CHARGE syndrome is a severe developmental disorder affecting multiple organs. It affects one in 8,500 newborns worldwide. The majority of patients carry a mutation in a gene called CHD7. How this single mutation leads to the broad spectrum of characteristic CHARGE symptoms has been a mystery.
CHD7 encodes a so-called chromatin remodeler, an important class of epigenetic regulators. DNA is wound around bead-like nucleosomes consisting of histone proteins. The string of beads is then twisted into a structure called chromatin. The more nucleosomes that occupy a gene, the less active it is. Chromatin remodelers like CHD7 are essential for the regulation of gene activity because they create nucleosome-free regions in the regulatory sequences of genes. Thus, a mutation in a gene coding for a chromatin remodeler may lead to a wide pattern of misregulated genes.
Liu’s lab at the German Cancer Research Center (Deutsches Krebsforschungszentrum, DKFZ) is interested in the regulation of adult neural stem cells. The scientists have a particular focus on the role adult neural stem cells play in human diseases, including mental retardation and brain tumors. CHARGE patients suffer from mental retardation and learning disabilities, strongly suggesting that a central nervous defect underlies the disease.
To understand the molecular role of the CHD7 mutation in the CHARGE phenotype, the researchers created a model using genetically modified mice. These animals permit the scientists to switch off the CHD7 gene uniquely in neural stem cells at specific developmental stages. This permitted the scientists to follow how CHD7-deficient cells proliferate, differentiate and mature over the entire lifespan of the animal.
The work led to an exciting finding: By switching off CHD7 in either fetal or adult neural stem cells, the scientists observed that the mutant cells behaved in a common way. They could not efficiently differentiate into mature neurons, which are the basic functional unit in the brains of humans and other animals. Mature neurons normally have a very complex morphology, allowing them to create networks in the brain which are important for processing information. Neurons with the mutant form of CHD7, however, seem to be incapable of forming networks.

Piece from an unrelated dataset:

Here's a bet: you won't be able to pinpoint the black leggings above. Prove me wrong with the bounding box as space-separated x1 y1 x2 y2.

Most strikingly, Liu and colleagues found that exercise fully rescued this phenotype in the hippocampus, the core region of the brain responsible for learning and memory. They allowed the CHD7 deficient animals to exercise on a running wheel, which rodents love to do. After the running exercise, the CHD7 mutant neurons were fully rescued: They were able to create functioning networks.

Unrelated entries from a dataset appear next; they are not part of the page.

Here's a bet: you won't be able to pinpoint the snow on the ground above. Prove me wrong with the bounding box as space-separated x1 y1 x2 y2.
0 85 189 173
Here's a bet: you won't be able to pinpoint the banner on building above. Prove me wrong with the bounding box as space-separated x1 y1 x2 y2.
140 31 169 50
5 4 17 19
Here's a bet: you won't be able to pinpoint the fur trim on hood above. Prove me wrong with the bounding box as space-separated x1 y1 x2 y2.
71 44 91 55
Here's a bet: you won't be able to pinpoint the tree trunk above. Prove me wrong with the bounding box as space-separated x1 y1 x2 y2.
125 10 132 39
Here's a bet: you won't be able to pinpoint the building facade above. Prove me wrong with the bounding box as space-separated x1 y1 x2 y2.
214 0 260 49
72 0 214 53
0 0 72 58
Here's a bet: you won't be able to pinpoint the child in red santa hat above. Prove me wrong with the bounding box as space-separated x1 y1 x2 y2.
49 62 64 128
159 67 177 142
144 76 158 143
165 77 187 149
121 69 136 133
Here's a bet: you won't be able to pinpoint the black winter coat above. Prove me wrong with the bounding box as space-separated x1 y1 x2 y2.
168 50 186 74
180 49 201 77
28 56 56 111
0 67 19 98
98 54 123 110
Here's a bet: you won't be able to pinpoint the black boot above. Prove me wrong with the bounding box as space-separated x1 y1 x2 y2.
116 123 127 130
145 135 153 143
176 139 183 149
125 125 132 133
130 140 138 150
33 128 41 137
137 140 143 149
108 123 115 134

That running causes a dramatic increase in neurogenesis in adults has been confirmed in animals and humans. “We were extremely excited to see that the CHD7 deficiency in a cell can be bypassed via an unknown mechanism provoked by exercise involving running. Now, we are eagerly working to find the underlying mechanism,” says Liu, who believes this discovery will lead to a better understanding of the disease, possibly even pointing to a way to reactivate the CHD7 pathway and thus to attenuate CHARGE symptoms in human patients.
CHD7 is also an important cancer-related gene; many different types of human cancers, including lung cancer, colon cancer and brain tumors exhibit mutations in the molecule. The mechanism identified here provides a clear explanation: A mutation in CHD7 leads to a blockage of differentiation in stem cells, which is a major cause of tumorigenesis.
In addition, CHD7 has been identified as a high-risk gene in human autism, and many CHARGE patients are autistic. It seems that the gene is important in the regulation of many more physiological processes in the body. By analogy to the neural stem cell study, the DKFZ researchers will now use their advanced mouse model to investigate CHD7’s role in other types of cells.